Action: Identify win: win solutions for the business
Is the support you offer financially beneficial to the business? Investigate solutions such as the ability to purchase tech, bikes and other high value items through a salary sacrifice scheme which offer tax an NI efficiency.
3) Understand and communicate business impact to senior leaders
68% of employers say productivity and engagement remain the same
So far, the cost-of-living crisis doesn’t appear to be having a negative impact on productivity or engagement in the majority of organisations. The greater concern for employers is meeting employee expectations in a competitive recruitment market that favours employees. The need to retain and attract staff is uppermost in employers’ minds. This will require a relentless focus on providing an excellent employee experience this year.

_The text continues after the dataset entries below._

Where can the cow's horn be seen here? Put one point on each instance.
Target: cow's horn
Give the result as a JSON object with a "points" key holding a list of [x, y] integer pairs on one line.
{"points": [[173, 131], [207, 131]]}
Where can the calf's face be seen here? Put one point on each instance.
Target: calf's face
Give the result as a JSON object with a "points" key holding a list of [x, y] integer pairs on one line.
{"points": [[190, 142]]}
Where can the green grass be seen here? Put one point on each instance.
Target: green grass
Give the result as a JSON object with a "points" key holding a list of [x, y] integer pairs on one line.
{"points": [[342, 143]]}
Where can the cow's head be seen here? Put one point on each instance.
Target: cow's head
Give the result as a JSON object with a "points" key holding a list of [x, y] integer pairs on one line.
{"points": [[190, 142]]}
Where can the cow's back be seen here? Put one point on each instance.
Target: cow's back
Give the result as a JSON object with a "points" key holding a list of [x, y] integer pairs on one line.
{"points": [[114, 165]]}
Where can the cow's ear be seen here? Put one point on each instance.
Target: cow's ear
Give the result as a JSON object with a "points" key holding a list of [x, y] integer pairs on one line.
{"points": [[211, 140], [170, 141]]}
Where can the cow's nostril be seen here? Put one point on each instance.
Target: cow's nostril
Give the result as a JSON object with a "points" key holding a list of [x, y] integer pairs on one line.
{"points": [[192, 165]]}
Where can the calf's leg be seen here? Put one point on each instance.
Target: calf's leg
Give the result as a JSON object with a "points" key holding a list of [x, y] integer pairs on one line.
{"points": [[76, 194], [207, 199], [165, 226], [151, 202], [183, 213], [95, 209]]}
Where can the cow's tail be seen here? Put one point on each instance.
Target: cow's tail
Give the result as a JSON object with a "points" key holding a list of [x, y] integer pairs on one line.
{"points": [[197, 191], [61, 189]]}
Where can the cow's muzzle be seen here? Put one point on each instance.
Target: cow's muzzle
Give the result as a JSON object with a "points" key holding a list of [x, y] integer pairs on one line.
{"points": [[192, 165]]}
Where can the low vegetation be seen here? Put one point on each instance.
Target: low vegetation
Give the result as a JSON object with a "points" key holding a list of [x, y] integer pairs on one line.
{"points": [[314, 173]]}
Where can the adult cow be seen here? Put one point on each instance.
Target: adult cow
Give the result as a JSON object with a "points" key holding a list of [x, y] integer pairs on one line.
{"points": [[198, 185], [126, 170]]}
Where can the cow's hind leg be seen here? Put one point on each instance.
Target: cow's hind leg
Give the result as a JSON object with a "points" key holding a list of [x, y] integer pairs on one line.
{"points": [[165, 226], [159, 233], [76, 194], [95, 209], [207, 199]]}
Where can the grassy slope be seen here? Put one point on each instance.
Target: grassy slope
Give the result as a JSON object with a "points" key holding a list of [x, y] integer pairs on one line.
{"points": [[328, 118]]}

Action: Rethink support through an employee experience lens
Last year employers rightly focused on getting more money into people’s pockets. This year there will be an equal emphasis on providing excellent leadership, management, employee recognition and other factors that influence whether an employee has an all-round great experience of work.
Reposition the provision of support with senior leaders as critical to retain and attract talent.
4) Measuring impact
78% of organisations will measure the impact of the cost-of-living this year
With tighter budgets and greater competition for talent, HR can expect greater scrutiny from leaders on the impact and effectiveness of support on employee retention and experience. HR is responding by adding new measures to develop a more holistic understanding of the impact the crisis is having on their people and the business. These will focus on employee wellbeing - financial including impact on mental health (78%) and physical (48%). As well as factors that influence employee experience - satisfaction with employee benefits (51%), effectiveness of employee communications (45%), happiness with quality of life at work (35%), satisfaction with manager, motivation and job satisfaction (34%).
By paying close attention to impact employers show they are listening and can find new interventions that make a difference to employees.
Action: Develop a plan to report on the impact of the cost of living crisis
Identify what evidence you need to gather to demonstrate impact and return on investment for both employees and the business. Given the sensitive nature of asking people questions relating to personal finance take time to research and discuss the most appropriate way to gather and report on potentially sensitive information.
5) Promote and protect HR’s contribution
64% of HR professionals say their role made a positive difference to employee wellbeing and performance
As with the pandemic, the cost-of-living crisis continues to enable the HR profession to demonstrate the positive impact it makes to employees working lives and the business. Over half (54%) believe people see the work HR does as critical to business performance and realise supporting employees delivers a commercial return.
Action: monitor impact on HR
Half of HR professionals say supporting staff through the crisis has increased their workload (49%) and a quarter report feeling emotionally overwhelmed (26%). As supporting staff through the crisis becomes embedded in business as usual it will be increasingly important to monitor the impact on workload and wellbeing of HR colleagues.